Como advogado atuante na área previdenciária há mais de 18 anos, posso afirmar que a realidade desses profissionais merece atenção especial. Mas é preciso cautela para que o discurso político não atropele os limites técnicos e orçamentários.

Algumas medidas que considero viáveis:

  • Definição de critérios objetivos para o reconhecimento da atividade especial, por categoria e não por empresa, com base em estudos técnicos e realidade funcional.
  • Criação de um banco de dados nacional de exposição ocupacional, facilitando o cruzamento de informações e eliminando a necessidade de PPPs em papel.
  • Investimento em programas de saúde ocupacional e redução de carga horária para quem já atingiu um tempo relevante de exposição.
  • Adoção de um modelo híbrido, com idade mínima moderada e tempo de contribuição reduzido, permitindo equilíbrio entre desgaste funcional e sustentabilidade financeira.
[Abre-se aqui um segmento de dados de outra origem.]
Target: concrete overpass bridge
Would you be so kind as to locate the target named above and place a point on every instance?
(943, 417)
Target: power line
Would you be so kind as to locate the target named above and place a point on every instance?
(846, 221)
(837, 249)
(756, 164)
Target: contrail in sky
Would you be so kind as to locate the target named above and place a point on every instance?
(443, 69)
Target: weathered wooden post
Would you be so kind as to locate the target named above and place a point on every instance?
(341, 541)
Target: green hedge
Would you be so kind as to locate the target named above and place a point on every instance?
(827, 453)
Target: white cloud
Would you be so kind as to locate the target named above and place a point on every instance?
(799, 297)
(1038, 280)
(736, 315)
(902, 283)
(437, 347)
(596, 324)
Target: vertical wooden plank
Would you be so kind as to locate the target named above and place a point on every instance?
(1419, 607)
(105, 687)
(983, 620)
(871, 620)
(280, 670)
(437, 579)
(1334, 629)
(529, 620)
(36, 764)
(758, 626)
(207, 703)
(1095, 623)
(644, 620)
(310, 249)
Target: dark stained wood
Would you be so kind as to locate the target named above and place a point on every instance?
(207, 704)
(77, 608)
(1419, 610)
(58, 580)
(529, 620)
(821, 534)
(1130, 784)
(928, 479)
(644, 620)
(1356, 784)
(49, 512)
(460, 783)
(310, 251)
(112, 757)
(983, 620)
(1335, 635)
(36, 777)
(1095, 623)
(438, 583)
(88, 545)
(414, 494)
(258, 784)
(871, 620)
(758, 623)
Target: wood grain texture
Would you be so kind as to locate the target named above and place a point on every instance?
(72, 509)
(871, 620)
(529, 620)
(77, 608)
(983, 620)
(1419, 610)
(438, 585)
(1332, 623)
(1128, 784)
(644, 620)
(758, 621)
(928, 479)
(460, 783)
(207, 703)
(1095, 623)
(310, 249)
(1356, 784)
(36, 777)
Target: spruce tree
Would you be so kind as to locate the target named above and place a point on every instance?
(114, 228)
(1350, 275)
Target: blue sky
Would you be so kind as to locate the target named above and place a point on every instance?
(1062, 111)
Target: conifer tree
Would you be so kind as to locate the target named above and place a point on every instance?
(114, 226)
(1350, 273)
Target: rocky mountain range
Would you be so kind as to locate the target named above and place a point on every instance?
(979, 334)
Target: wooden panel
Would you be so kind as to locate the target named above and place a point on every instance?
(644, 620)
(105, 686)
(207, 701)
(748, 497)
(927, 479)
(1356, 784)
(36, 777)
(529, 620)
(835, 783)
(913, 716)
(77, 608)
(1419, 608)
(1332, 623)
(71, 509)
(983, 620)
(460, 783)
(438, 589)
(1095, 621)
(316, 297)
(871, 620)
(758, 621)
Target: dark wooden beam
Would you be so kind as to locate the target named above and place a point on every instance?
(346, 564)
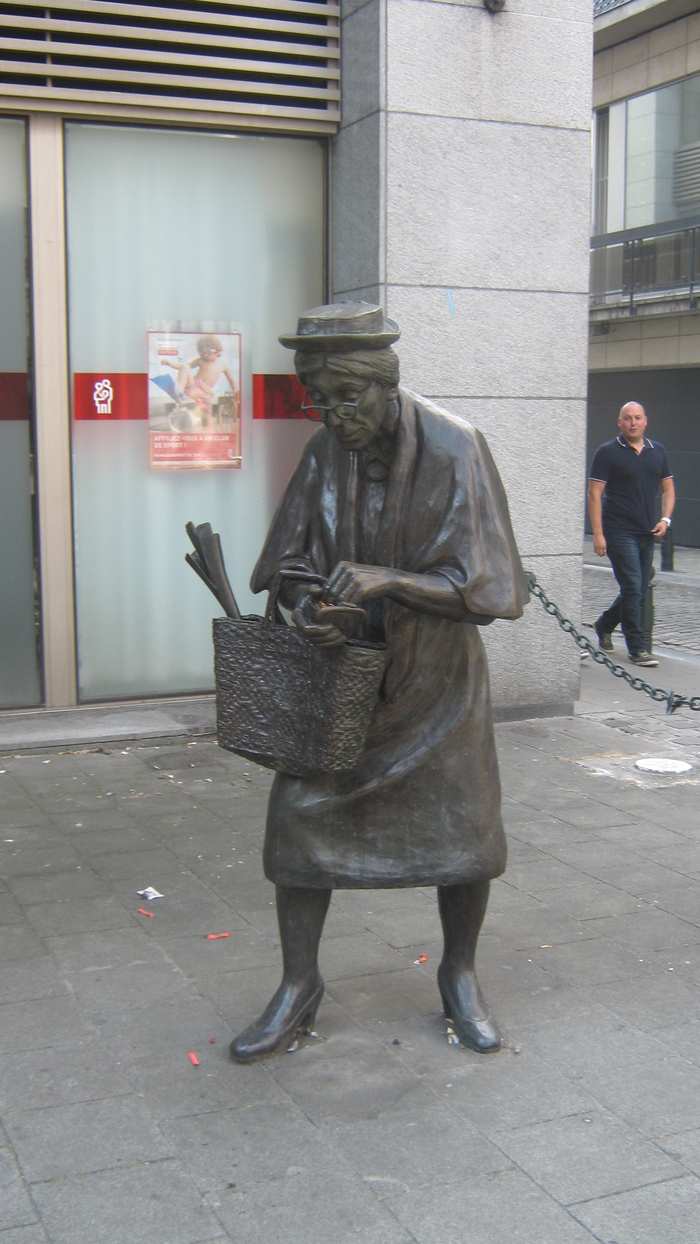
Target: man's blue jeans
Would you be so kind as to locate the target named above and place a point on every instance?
(632, 559)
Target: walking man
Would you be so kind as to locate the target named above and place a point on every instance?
(626, 475)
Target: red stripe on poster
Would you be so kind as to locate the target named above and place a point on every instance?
(14, 396)
(110, 396)
(276, 397)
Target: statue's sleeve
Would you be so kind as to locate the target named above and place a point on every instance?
(289, 540)
(473, 543)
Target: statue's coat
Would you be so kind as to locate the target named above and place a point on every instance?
(422, 806)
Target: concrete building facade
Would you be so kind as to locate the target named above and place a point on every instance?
(644, 314)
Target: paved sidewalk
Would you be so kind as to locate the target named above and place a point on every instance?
(586, 1126)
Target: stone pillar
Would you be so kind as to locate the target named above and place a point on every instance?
(460, 202)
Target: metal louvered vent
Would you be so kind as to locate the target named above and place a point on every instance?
(686, 174)
(264, 62)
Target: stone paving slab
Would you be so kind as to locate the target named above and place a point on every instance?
(583, 1127)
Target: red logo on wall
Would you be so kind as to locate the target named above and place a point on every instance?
(110, 396)
(276, 397)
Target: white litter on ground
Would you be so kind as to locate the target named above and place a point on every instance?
(662, 765)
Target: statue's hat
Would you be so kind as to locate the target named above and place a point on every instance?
(342, 326)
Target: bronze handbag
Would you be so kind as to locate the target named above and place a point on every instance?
(287, 704)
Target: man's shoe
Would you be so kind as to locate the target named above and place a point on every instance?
(604, 640)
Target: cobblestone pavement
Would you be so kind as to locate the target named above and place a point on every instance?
(676, 597)
(586, 1127)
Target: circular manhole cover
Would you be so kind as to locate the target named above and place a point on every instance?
(662, 765)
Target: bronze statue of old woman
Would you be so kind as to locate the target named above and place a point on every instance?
(399, 506)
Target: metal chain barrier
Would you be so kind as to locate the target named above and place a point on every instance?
(673, 700)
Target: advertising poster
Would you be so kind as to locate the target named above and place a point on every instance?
(194, 399)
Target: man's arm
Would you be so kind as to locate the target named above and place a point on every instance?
(668, 501)
(596, 489)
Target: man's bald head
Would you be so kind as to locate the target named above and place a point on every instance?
(632, 423)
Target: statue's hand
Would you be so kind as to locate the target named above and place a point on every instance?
(352, 584)
(305, 617)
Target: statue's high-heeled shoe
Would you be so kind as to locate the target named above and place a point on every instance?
(284, 1016)
(479, 1031)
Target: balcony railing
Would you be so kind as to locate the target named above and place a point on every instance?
(645, 265)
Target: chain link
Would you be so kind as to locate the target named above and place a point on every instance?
(672, 699)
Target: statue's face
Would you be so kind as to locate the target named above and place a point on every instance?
(352, 408)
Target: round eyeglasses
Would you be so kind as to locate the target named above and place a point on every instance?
(320, 413)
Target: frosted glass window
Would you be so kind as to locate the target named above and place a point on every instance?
(663, 154)
(189, 233)
(20, 681)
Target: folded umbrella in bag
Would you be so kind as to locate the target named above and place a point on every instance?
(281, 700)
(287, 704)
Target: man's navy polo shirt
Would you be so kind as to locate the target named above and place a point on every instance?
(632, 482)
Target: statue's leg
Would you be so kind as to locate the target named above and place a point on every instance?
(301, 914)
(461, 912)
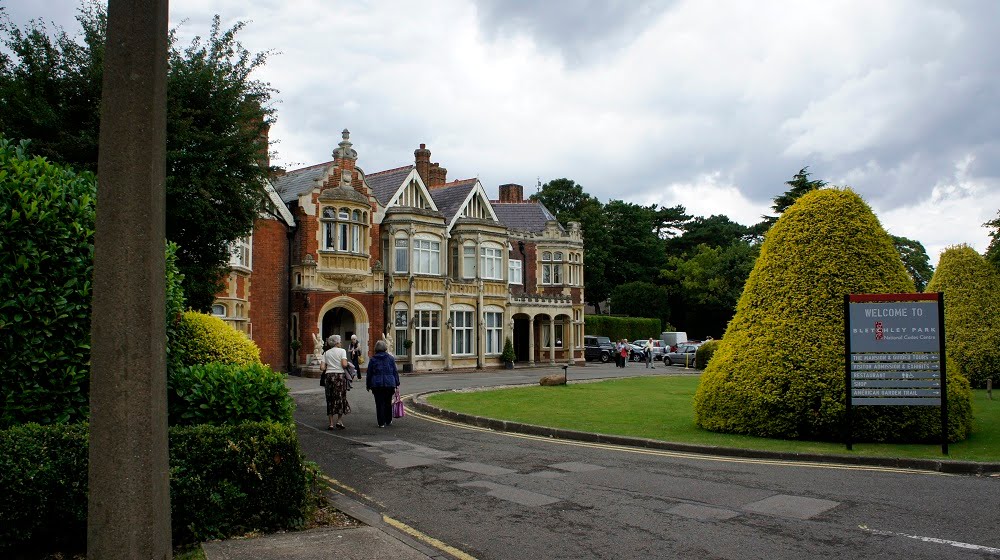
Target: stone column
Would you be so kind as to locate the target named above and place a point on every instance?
(129, 495)
(531, 340)
(552, 340)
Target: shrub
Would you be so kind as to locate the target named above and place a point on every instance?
(202, 339)
(705, 352)
(971, 289)
(224, 481)
(228, 480)
(43, 481)
(227, 394)
(779, 369)
(46, 266)
(617, 328)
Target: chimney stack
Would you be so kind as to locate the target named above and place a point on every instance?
(511, 193)
(422, 157)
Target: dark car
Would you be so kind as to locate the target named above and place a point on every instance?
(683, 356)
(598, 348)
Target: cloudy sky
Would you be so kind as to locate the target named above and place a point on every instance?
(712, 105)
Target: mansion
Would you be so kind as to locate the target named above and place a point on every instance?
(445, 274)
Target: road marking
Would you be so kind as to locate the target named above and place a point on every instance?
(427, 539)
(677, 454)
(975, 547)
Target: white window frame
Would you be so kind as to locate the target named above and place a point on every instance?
(491, 261)
(469, 261)
(515, 275)
(426, 255)
(462, 330)
(427, 331)
(493, 320)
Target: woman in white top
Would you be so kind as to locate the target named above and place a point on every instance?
(334, 365)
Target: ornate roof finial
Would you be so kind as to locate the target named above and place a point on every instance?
(345, 150)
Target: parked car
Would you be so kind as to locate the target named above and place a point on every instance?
(683, 356)
(658, 347)
(598, 348)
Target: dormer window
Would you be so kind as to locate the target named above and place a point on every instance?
(344, 229)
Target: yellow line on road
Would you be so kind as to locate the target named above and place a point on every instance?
(427, 539)
(678, 454)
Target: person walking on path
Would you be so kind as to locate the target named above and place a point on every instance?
(382, 380)
(334, 365)
(354, 354)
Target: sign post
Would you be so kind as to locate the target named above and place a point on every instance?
(894, 354)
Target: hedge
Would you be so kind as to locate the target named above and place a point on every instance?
(617, 328)
(224, 481)
(202, 338)
(46, 268)
(227, 394)
(779, 369)
(971, 289)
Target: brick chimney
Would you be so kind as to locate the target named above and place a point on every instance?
(511, 193)
(422, 156)
(438, 176)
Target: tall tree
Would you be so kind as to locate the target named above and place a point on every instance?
(918, 264)
(216, 113)
(993, 251)
(799, 185)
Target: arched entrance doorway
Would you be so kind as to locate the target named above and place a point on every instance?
(340, 321)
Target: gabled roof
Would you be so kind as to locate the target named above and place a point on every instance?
(384, 184)
(523, 216)
(450, 197)
(299, 181)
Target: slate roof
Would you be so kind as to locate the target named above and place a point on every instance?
(292, 184)
(449, 197)
(523, 216)
(385, 183)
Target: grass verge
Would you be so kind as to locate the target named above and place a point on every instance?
(660, 408)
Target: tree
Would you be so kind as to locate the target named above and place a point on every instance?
(993, 251)
(641, 299)
(779, 371)
(915, 259)
(971, 313)
(799, 185)
(707, 285)
(216, 118)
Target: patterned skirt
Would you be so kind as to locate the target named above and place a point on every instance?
(336, 396)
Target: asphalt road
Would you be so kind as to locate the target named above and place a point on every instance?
(498, 495)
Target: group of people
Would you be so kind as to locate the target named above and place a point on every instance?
(623, 350)
(340, 367)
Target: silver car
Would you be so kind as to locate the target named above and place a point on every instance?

Essas alternativas podem compor um meio-termo entre a concessão irrestrita e a exigência excessiva de documentação, garantindo justiça aos trabalhadores sem comprometer o sistema previdenciário.

Um debate que exige maturidade técnica e diálogo institucional

A aposentadoria especial para ACS e ACE é um tema legítimo e urgente. São profissionais que enfrentam riscos reais e cujas atividades impactam diretamente na prevenção e controle de doenças. Mas qualquer avanço nessa pauta deve vir acompanhado de dados, planejamento e responsabilidade.

A audiência pública de julho foi um passo importante, mas não suficiente. É preciso que o Congresso avance com maturidade, ouvindo os técnicos da Previdência, os representantes das categorias e os especialistas em direito previdenciário, para que uma eventual concessão seja justa, exequível e segura para todos.

Mais do que uma vitória política, trata-se de uma política pública com impacto direto sobre a vida de milhares de trabalhadores e sobre o orçamento de toda a sociedade.